The other day someone called Samantha left an interesting -- and obviously well-informed -- note under my piece about Emmy the Great. "Hello," she said, "I like pictures of creative girls' bedrooms as much as the next creative girl, and Emmy The Great's is certainly cute. But I've got to say I don't really see any visual connection to a typical Hong Kong bedroom or domestic style".

Samantha went on to list why Emmy's London bedroom couldn't be in Hong Kong: "1) Too big (even judging by the single wall that seems to extend beyond the edges of the frame!), 2) Riotous plants (rare in HK, especially of the non-lucky bamboo variety), 3) Vintage-seeming patina to the furniture and some objects (instead of everything looking like it was bought at Ikea or Price Rite, or for wealthier girls, G.O.D. or Franc Franc), 4) The large rawly-rendered drawing of a woman's face (not cartoon-cute, or graphic designy-slick), 5) Not enough STUFFF! No plastic/shopping bags stuffed here and there to maximize space, no books stacked beneath the desk, etc. For a much more typical view of HK interior spaces, check out the great HK artist Warren Leung Chi Wo's series Domestica Invisibile (these photos are not staged in any way)."

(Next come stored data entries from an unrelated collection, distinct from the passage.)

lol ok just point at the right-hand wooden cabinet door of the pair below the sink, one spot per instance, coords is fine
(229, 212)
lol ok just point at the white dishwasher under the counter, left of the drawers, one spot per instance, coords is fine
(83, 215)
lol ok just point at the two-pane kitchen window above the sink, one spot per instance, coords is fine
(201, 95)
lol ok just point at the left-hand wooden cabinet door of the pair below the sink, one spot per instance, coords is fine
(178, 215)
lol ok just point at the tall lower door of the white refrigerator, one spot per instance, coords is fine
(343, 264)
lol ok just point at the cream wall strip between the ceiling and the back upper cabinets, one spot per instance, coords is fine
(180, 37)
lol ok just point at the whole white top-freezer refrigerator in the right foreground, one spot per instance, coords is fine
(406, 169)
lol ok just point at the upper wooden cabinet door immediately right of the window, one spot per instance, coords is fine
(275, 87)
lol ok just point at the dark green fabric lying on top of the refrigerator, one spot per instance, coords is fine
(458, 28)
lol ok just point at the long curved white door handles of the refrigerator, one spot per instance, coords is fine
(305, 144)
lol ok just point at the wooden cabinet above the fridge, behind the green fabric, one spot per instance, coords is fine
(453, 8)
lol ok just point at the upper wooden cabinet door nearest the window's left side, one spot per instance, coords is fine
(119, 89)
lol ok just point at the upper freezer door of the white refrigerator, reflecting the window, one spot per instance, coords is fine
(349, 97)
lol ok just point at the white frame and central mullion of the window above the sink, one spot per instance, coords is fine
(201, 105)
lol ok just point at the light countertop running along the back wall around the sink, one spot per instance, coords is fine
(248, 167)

It's true that Emmy's room has more patina than it should, is too big, lacks visible computers, has stuff on the walls which isn't manga-like enough... it's clearly not a typical Hong Kong room, just as Emmy isn't a typical Hong Kong girl, although she was brought up there. Zoom in closer and you might want to say something like "This is a half-Chinese girl brought up in Hong Kong, who then switched to London and got involved in a twee-ish indie folk scene..." If you were Emmy's sister or her psychoanalyst or her boyfriend you'd add all sorts of other biographical data to explain why her room looks the way it does. If class was your thing, you'd talk about Emmy's caste, and the links between caste and taste. None of this would be wrong, but it might begin to lose the clarity of the first impression.

Gladwell calls this "thin-slicing" and explains that "as human beings we are capable of making sense of situations based on the thinnest slice of experience". This might sound lazy, but there's something rather elegant -- and sometimes startlingly acute -- about it. "In a psychological experiment, normal people given fifteen minutes to examine a student's college dormitory can describe the subject's personality more accurately than his or her own friends." It's why I always scribble down my first impressions of a new city within minutes of arriving. It's not just that first impressions are lasting, they're also some of the most penetrating thin-slices you'll ever get. "Reality", said Willem de Kooning, "is a slipping glimpse".